Men ticketed after 80 sacks of dead crawfish found dumped at Louisiana boat launch
After 80 sacks of could-have-been boiled crawfish were abandoned at a Vermilion Parish boat launch — the mudbugs all dead — Louisiana Wildlife and Fisheries agents cited two Lafayette men Wednesday with “gross littering.”
The agency accused Adam Ory, 20, and Austin Barbier, 23, of dumping the dead crustaceans at Hebert boat landing on Schooner Bayou, about 45 miles southwest of Lafayette, after Ory bought them live but failed in efforts to resell them across the Gulf Coast. Both were cited with gross littering, and Ory was additional ticketed with buying or selling fish without a retail license, violating interstate commerce regulations and failing to maintain records.
The Department of Wildlife and Fisheries said Ory bought live crawfish in Louisiana on March 20 and drove them to Mississippi, Alabama and Florida for resale the next day. Unable to unload them all, he returned to Louisiana, and Barbier helped him dump the surplus March 30 at the boat launch, the agency said.
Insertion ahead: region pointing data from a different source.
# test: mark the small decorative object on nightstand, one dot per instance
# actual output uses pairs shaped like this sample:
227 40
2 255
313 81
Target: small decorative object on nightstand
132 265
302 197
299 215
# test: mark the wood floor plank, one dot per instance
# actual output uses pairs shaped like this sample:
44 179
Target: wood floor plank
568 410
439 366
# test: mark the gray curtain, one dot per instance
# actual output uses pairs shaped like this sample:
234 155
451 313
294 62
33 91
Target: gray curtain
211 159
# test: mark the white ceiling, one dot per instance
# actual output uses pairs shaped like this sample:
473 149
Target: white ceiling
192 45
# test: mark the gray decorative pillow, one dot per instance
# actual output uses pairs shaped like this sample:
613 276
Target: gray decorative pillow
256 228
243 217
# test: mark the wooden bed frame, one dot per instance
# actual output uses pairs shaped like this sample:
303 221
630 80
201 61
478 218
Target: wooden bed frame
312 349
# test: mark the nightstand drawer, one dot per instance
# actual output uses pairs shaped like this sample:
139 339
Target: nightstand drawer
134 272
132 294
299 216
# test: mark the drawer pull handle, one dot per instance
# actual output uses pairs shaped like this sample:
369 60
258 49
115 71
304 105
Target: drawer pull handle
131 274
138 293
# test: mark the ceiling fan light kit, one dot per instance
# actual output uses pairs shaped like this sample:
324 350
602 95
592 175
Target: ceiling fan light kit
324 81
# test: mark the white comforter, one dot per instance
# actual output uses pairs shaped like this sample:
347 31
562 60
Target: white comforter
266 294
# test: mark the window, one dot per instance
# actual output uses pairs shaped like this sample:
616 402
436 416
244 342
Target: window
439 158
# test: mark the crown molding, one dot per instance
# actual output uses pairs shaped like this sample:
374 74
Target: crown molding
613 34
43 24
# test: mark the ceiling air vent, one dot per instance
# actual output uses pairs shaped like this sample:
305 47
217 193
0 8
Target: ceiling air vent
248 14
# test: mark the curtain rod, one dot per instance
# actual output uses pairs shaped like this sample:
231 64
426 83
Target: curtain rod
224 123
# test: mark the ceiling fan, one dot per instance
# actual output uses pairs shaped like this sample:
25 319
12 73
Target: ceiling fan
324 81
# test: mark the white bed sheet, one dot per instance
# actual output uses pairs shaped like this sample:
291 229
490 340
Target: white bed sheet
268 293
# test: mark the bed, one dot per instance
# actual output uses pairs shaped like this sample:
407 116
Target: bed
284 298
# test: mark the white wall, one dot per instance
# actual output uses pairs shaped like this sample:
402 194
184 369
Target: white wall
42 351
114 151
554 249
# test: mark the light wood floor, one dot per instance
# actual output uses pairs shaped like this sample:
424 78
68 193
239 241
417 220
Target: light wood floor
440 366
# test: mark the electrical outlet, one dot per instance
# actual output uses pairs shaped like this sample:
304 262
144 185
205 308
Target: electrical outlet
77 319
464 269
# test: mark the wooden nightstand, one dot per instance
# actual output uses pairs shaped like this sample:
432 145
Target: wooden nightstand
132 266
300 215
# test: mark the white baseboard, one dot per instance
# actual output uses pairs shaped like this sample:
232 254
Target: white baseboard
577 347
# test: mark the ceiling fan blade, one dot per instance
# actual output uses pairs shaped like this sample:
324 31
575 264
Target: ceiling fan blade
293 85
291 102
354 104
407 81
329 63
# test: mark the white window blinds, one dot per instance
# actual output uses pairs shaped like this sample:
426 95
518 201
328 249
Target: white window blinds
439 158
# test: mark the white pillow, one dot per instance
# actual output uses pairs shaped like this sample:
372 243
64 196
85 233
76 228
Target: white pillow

The agency said it identified the truck and trailer used to deliver the lifeless mudbugs to the site, which led investigators to Ory and Barbier.
Gross littering carries a maximum prison term of 30 days, a fine of as much as $900 and 16 days of community service. Ory, if convicted of the other offenses, could be fined another $1,900 and kept in prison 300 more days.